À la façon de Jean-Louis Tournier qui, avec ses histoires de père d’une paire d’enfants lourdement handicapés (in Où on va, papa ?, Éditions Stock, Prix Fémina 2008), arracherait des torrents de larmes à une escouade endurcie de traders londoniens sous coke, autant qu’à celle de Philippe Delerm qui sut si bien décrire les petits moments parfaitement secondaires qui possèdent cependant un je-ne-sais-quoi de crucial (in La première gorgée de bière et autres plaisirs minuscules, Gallimard, coll. L’Arpenteur, 1997), Clément Moutiez  parvient à nous faire entrer dans le cercle des intimes de son adorable petite sœur.

Bien sûr on pense également à la merveilleuse bande-dessinée Ce n’est pas toi que j’attendais de Fabien Toulmé (Éditions Delcourt, 2014) qui elle aussi décrivait le désarroi, les embûches et les jolies surprises que procure l’arrivée d’un de ces enfants différents dont « la face en pagaille t’égaye » pour reprendre de nouveau une heureuse formule de MC Duval. Car un triso, nous dit Clément Moutiez, « c’est un shoot d’adrénaline sans la descente (…) c’est un Larousse à compléter (…) c’est Cupidon qui troque son arc pour un AK-47 » (p. 171)…  Bref, vous l’aurez compris, c’est vachement bien en fait !

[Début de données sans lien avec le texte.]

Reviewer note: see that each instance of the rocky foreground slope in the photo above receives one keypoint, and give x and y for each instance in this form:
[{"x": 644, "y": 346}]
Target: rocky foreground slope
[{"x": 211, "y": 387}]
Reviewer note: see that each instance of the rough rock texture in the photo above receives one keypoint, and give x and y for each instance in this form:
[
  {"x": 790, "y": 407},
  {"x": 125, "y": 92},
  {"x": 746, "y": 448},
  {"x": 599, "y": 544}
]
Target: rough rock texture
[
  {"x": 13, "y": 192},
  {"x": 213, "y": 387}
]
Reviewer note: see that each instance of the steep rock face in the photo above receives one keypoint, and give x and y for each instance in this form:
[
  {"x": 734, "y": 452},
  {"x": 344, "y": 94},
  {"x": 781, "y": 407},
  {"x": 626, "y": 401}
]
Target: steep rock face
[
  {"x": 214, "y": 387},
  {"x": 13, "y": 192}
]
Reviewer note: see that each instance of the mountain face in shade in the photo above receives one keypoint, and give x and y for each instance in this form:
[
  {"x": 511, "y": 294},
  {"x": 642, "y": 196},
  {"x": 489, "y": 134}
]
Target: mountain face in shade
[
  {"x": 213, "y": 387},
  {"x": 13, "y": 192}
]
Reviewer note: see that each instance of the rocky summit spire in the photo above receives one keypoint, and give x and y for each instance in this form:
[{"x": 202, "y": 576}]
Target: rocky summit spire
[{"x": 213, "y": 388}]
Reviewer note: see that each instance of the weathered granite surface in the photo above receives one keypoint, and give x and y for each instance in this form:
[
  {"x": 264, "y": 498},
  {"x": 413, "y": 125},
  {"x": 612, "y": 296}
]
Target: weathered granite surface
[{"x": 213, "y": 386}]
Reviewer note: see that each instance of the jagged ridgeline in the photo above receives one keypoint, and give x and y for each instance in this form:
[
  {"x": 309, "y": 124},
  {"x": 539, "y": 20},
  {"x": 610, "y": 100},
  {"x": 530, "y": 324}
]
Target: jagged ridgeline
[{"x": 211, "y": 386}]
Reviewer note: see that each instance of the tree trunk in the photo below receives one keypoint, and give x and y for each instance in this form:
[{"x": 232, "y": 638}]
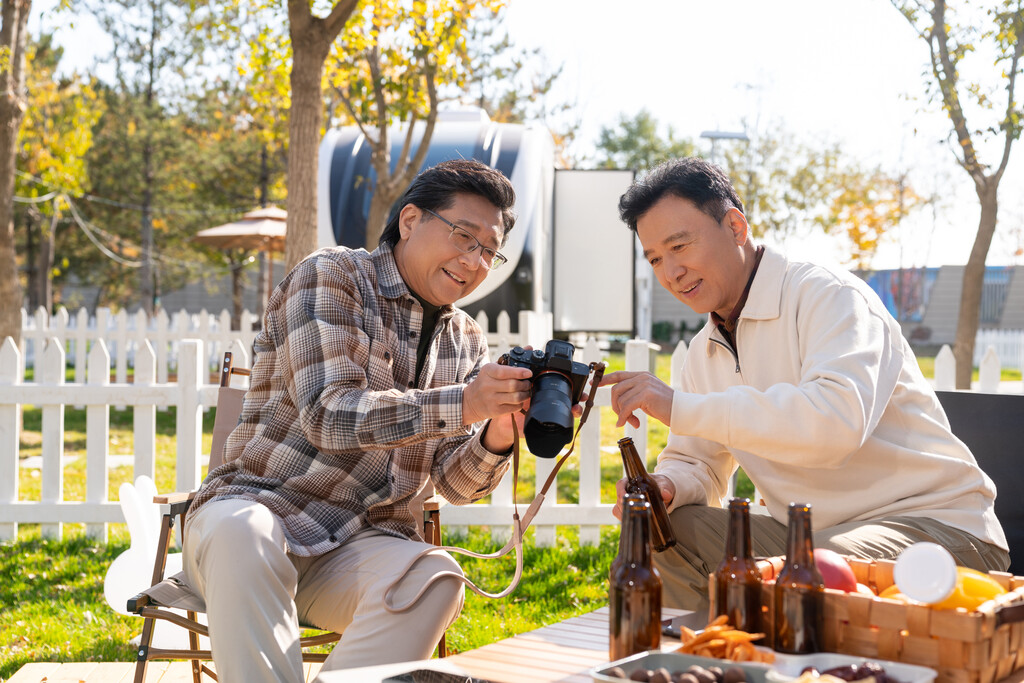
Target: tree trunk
[
  {"x": 12, "y": 37},
  {"x": 304, "y": 123},
  {"x": 974, "y": 279},
  {"x": 380, "y": 206},
  {"x": 146, "y": 287}
]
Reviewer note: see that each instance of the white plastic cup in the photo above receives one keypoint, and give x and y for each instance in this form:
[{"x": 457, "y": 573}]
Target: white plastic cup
[{"x": 926, "y": 572}]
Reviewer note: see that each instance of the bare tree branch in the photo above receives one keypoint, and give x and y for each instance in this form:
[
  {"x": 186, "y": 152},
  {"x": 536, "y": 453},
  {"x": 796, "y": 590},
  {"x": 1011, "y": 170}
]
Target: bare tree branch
[
  {"x": 1014, "y": 70},
  {"x": 336, "y": 20},
  {"x": 945, "y": 74}
]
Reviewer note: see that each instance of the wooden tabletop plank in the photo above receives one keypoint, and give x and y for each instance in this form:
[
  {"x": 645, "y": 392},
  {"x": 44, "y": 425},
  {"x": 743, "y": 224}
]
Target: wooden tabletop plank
[{"x": 35, "y": 672}]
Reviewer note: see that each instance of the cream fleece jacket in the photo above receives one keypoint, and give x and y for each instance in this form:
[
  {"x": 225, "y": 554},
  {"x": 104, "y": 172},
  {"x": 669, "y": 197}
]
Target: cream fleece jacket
[{"x": 824, "y": 403}]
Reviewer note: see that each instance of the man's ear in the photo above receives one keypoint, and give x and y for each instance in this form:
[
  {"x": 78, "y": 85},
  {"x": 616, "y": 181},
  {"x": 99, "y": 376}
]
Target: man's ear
[
  {"x": 409, "y": 218},
  {"x": 736, "y": 222}
]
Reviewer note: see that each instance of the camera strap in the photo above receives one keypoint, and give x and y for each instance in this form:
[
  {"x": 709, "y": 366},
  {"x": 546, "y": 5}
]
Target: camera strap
[{"x": 519, "y": 525}]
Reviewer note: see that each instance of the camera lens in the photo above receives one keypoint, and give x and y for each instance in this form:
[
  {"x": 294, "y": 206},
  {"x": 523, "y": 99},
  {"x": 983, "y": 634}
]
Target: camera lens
[{"x": 549, "y": 420}]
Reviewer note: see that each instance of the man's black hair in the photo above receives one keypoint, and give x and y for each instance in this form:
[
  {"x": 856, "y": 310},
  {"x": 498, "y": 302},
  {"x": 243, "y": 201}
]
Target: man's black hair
[
  {"x": 691, "y": 178},
  {"x": 435, "y": 188}
]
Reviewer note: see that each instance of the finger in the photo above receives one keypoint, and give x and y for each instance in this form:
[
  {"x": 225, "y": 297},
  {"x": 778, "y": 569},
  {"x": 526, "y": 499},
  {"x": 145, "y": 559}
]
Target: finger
[
  {"x": 498, "y": 372},
  {"x": 617, "y": 376}
]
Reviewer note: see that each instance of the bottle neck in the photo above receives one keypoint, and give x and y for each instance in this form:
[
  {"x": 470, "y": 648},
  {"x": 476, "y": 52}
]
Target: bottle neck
[
  {"x": 800, "y": 544},
  {"x": 631, "y": 459},
  {"x": 737, "y": 541},
  {"x": 635, "y": 541}
]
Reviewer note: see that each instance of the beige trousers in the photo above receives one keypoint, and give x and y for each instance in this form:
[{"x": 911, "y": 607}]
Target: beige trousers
[
  {"x": 700, "y": 535},
  {"x": 257, "y": 593}
]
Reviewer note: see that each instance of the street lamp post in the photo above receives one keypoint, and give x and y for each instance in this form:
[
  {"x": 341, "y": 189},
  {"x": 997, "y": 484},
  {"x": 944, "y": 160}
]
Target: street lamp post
[{"x": 716, "y": 135}]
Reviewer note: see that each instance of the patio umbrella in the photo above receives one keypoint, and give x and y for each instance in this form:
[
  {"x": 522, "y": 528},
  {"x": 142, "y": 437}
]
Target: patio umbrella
[{"x": 260, "y": 229}]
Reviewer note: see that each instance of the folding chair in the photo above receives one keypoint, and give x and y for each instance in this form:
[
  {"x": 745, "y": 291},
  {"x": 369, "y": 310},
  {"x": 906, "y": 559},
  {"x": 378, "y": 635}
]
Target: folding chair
[
  {"x": 173, "y": 592},
  {"x": 989, "y": 425}
]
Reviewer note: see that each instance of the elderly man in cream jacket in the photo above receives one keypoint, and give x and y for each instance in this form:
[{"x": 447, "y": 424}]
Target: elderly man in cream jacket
[{"x": 802, "y": 378}]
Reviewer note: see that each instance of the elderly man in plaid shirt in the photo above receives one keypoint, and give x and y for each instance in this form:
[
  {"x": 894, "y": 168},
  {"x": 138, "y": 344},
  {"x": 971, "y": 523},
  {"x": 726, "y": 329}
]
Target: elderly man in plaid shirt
[{"x": 369, "y": 386}]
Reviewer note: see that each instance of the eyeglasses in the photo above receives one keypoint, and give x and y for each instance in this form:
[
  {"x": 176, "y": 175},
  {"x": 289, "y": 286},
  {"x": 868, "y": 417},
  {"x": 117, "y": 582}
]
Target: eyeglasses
[{"x": 467, "y": 244}]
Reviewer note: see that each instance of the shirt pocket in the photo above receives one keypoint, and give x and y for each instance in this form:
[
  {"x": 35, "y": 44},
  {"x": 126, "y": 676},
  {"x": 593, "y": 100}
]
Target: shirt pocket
[{"x": 380, "y": 367}]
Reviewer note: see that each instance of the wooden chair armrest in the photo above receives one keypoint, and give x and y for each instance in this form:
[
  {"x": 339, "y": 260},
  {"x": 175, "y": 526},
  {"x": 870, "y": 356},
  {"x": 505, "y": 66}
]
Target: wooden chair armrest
[
  {"x": 178, "y": 501},
  {"x": 434, "y": 503},
  {"x": 136, "y": 603}
]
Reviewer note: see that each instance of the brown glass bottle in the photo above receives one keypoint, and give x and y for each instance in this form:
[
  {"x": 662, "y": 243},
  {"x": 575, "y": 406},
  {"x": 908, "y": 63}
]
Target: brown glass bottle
[
  {"x": 638, "y": 480},
  {"x": 634, "y": 587},
  {"x": 737, "y": 579},
  {"x": 800, "y": 590}
]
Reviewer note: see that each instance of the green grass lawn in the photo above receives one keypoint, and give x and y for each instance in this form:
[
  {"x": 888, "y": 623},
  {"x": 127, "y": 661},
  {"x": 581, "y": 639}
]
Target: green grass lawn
[{"x": 51, "y": 593}]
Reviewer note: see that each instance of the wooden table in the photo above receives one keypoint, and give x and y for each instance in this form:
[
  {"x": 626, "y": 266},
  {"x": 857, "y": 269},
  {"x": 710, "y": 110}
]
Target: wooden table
[{"x": 563, "y": 651}]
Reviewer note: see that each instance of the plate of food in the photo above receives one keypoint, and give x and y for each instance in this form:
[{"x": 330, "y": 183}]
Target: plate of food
[
  {"x": 835, "y": 668},
  {"x": 677, "y": 668}
]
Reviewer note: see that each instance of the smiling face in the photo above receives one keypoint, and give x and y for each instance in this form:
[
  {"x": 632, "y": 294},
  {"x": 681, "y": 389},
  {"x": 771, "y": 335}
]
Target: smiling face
[
  {"x": 429, "y": 262},
  {"x": 704, "y": 262}
]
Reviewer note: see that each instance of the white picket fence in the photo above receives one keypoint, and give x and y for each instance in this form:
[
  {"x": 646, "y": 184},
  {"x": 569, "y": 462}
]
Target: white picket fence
[
  {"x": 989, "y": 370},
  {"x": 190, "y": 394},
  {"x": 1008, "y": 344},
  {"x": 124, "y": 335}
]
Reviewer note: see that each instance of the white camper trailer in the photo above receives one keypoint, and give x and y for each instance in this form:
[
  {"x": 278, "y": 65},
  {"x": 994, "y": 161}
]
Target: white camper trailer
[{"x": 568, "y": 254}]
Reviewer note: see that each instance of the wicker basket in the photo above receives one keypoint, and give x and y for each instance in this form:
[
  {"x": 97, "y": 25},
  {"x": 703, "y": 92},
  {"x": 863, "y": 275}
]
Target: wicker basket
[{"x": 981, "y": 646}]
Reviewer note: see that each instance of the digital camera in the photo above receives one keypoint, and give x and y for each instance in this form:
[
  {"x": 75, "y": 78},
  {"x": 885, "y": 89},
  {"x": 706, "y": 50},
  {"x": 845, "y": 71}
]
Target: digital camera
[{"x": 558, "y": 383}]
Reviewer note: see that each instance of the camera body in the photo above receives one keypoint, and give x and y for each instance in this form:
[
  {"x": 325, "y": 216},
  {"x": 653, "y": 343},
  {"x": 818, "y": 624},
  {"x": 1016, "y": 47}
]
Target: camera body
[{"x": 558, "y": 383}]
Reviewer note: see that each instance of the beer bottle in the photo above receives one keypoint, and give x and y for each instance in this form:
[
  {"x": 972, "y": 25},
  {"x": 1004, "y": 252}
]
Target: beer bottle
[
  {"x": 800, "y": 590},
  {"x": 638, "y": 480},
  {"x": 634, "y": 587},
  {"x": 737, "y": 579}
]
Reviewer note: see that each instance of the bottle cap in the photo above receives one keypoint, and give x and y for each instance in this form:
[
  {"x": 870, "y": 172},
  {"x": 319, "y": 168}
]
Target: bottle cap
[{"x": 926, "y": 572}]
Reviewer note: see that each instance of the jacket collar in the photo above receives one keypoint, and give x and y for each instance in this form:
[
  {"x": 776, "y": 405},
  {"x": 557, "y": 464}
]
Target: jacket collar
[{"x": 765, "y": 299}]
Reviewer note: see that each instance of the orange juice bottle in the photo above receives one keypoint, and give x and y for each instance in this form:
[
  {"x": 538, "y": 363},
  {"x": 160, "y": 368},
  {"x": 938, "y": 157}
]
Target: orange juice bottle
[{"x": 927, "y": 572}]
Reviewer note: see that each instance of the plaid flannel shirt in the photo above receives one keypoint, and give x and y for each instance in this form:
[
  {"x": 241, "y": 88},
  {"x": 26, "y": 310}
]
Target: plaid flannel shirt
[{"x": 334, "y": 434}]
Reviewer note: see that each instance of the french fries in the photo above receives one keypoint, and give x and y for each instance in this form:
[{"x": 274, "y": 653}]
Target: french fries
[{"x": 721, "y": 641}]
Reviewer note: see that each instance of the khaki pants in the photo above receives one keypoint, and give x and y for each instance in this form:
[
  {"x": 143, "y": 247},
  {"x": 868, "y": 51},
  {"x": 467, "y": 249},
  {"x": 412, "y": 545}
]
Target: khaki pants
[
  {"x": 257, "y": 593},
  {"x": 700, "y": 535}
]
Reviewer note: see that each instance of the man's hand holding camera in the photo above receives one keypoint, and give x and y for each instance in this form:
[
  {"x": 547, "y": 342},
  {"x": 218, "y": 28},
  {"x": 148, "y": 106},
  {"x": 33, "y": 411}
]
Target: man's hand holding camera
[
  {"x": 639, "y": 391},
  {"x": 498, "y": 392}
]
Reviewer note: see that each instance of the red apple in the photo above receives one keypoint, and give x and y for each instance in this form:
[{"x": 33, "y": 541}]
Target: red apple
[{"x": 835, "y": 570}]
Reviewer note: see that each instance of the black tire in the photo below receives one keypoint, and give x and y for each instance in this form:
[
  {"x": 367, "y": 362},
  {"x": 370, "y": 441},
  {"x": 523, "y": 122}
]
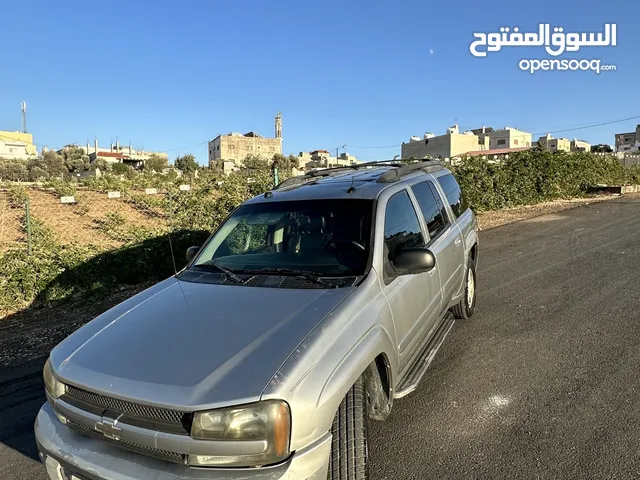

C’est dire si ce petit récit fait œuvre utile d’information auprès du public (si souvent pétri de préjugés et d’ignorance) en communiquant, avec humour et pudeur, sur un si grave sujet. Sujet qui d’ailleurs deviendrait encore plus dramatique si, au lieu d’être abordé, il était tu, scellé dans le béton armé des tabous dont on ceint les ghettos qui sont d’abord mentaux.

Clément Moutiez, Ma sœur, cette fée carabossée, Éditions Montparnasse, Paris, Carnets Nord, 2016, 176 pages, 14 €.

Post-scriptum : Retrouvez dans le numéro 0 de La Revue de l’Imprimerie Nocturne notre dossier sur le·s handicap·s et les regards éclairants qui y sont formulés. Pour y souscrire c’est ICI (et maintenant).

2 comments

  1. FABRE /

    Ma sœur, cette fée carabossée !!! Un live attachant, touchant, drôle, surprenant, passionnant, rempli de tendresse et d’amour qui aide grandement à découvrir ce monde du handicap. Bravo à Clément Moutiez qui démystifie et casse même l’apriori que l’on a sur le sujet.

    • Cyrille Cléran /

      En effet, Monsieur Fabre, c’est un livre très intelligent, qui lutte avec réalisme, humour et poésie contre des préjugés hélas très ancrés (qui par ignorance soutiennent que les différences portées par ces « handicapé·e·s » seraient surtout des causes de soucis, alors qu’elles sont également des valeurs ajoutées humaines inestimables).